Para Schelling, Dios sufre. No es afectivamente indiferente al destino de sus creaturas. (Se podría objetar que Dios, por su perfección, no tiene esa capacidad, pero incluso desde la ortodoxia se afirma, quizás de modo poco reflexivo, que “Dios es amor” y un amor que no se contrista por la desventura o los infortunios de los seres amados no es digno de este nombre) y así acompaña a su creatura para que el bien se eleve “desde las tinieblas hasta la actualidad a fin de” que vivamos junto a él imperecederamente” y el mal sea “arrojado eternamente al no ser” (Schelling, 1989, p. 275). Ese es el fin último de la creación, un fin que Dios no puede forzar por la radical libertad que le otorgó a sus creaturas y en virtud de la cual los seres humanos tienen que buscar la propia luz del principio puro en un proceso que no puede ser acelerado o decantado con precipitación. Entretanto no ocurra, Dios padece junto con sus creaturas a la par que va sentando los medios para la redención que será vivificación y exaltación plenas. Schelling ve una constatación de ello en las Escrituras cuando dicen que Cristo tiene que reinar hasta que todos sus enemigos estén a sus pies, y el último de ellos será la muerte (1 Corintios 15: 25-27).

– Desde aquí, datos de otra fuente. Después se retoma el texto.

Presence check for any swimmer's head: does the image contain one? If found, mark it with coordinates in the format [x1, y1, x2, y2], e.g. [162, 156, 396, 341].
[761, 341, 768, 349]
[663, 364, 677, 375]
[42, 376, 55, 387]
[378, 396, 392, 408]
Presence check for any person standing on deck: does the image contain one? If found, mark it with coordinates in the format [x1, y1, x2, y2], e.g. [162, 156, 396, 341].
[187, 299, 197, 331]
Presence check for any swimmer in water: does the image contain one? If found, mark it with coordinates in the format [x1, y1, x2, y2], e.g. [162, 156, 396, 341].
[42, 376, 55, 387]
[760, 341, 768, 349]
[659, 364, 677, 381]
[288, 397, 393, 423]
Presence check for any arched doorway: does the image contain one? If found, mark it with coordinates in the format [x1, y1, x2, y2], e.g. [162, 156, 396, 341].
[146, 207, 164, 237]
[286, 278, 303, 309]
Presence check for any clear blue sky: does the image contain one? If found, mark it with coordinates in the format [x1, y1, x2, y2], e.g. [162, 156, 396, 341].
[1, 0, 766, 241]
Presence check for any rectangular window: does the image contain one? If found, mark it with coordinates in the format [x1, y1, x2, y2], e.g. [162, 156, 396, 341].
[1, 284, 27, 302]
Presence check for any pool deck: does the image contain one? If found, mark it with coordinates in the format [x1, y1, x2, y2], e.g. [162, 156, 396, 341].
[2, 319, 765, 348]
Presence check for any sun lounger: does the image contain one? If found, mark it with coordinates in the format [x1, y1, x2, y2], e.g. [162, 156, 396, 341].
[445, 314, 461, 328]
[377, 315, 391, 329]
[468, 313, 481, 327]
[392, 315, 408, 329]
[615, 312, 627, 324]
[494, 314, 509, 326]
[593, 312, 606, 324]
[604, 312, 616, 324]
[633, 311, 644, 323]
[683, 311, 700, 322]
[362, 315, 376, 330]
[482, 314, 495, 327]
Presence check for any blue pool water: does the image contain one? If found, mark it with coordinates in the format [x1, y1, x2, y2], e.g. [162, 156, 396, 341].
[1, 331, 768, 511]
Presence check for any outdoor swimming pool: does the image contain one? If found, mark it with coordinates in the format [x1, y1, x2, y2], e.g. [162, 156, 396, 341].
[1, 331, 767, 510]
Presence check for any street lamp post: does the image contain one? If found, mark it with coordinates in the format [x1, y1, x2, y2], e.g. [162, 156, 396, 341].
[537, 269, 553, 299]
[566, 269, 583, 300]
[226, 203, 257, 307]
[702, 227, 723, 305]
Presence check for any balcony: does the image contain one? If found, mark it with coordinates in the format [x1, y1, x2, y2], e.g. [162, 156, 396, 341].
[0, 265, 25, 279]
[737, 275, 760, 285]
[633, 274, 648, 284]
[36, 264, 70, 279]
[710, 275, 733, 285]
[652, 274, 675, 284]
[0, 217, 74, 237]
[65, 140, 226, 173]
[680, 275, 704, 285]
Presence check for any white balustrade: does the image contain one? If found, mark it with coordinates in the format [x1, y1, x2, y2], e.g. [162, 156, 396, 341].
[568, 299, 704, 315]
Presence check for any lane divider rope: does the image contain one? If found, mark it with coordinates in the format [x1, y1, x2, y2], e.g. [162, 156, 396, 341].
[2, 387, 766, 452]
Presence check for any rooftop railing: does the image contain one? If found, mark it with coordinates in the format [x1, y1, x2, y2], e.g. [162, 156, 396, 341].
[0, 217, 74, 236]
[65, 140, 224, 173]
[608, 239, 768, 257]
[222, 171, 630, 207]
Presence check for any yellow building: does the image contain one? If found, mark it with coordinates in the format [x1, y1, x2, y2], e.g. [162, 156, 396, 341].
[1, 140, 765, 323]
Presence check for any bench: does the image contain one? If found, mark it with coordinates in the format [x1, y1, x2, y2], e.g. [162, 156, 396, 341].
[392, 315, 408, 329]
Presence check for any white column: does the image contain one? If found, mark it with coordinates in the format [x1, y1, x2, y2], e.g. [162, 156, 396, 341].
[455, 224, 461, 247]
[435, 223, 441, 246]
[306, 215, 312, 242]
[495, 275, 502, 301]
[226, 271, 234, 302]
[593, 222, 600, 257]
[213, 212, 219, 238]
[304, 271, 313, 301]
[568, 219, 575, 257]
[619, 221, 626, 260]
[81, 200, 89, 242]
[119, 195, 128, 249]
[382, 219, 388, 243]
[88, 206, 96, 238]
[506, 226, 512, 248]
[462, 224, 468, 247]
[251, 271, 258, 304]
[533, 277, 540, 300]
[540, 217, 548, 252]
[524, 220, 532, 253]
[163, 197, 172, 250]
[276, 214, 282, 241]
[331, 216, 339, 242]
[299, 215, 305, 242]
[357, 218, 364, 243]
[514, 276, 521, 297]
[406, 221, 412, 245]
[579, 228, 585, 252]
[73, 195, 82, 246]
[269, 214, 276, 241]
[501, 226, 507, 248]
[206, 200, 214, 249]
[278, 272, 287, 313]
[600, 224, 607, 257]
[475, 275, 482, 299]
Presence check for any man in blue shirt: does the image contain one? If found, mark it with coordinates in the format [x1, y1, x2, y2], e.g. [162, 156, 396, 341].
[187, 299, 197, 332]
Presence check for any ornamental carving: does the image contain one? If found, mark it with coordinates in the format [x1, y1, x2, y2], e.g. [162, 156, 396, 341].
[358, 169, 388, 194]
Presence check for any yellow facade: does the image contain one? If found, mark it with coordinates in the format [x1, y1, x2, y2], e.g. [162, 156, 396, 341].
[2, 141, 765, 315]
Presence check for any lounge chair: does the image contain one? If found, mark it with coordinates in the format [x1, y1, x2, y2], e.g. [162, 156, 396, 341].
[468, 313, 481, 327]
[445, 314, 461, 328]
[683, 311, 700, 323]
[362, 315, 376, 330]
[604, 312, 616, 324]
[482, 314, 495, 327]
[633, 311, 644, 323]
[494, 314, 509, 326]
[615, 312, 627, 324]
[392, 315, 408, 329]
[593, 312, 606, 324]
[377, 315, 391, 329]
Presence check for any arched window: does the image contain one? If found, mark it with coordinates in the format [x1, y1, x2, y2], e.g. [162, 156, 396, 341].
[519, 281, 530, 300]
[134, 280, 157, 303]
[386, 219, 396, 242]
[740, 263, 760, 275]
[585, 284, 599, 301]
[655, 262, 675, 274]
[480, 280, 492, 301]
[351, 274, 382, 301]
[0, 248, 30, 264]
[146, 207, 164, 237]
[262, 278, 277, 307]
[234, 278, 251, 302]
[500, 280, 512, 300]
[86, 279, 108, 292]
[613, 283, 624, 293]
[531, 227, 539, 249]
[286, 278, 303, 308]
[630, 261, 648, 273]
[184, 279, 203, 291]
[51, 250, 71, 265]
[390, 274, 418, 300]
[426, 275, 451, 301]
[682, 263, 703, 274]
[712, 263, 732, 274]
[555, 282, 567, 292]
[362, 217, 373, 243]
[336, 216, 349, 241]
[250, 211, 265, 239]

(In)conclusión. Nuevas perplejidades
La posición de Schelling trasciende así las oposiciones tradicionales que ven el mal como ausencia de bien y debilitamiento del ser, y las maniqueas y gnósticas que lo miran como un principio del mismo rango y jerarquía que el bien. Este intento, a todas luces genial y ambicioso, no resuelve el problema del mal, pero nos permite divisar la posibilidad de un nuevo orden de cosas, y nuevas y distintas posibilidades de sentido. Traigo de nuevo la tesis de Ricoeur, según la cual los símbolos y los mitos “dan qué pensar”. En una época tan agotada y herida por el mal, explorar la poética de Schelling es un remanso. Sus páginas se convierten en un sendero poco explorado y con aires frescos que vale la pena recorrer para vislumbrar nuevos caminos y horizontes que, al menos, nos permitan lidiar o convivir de mejor manera con la más aciaga de las preguntas: ¿a cuento de qué, en efecto, viene el mal?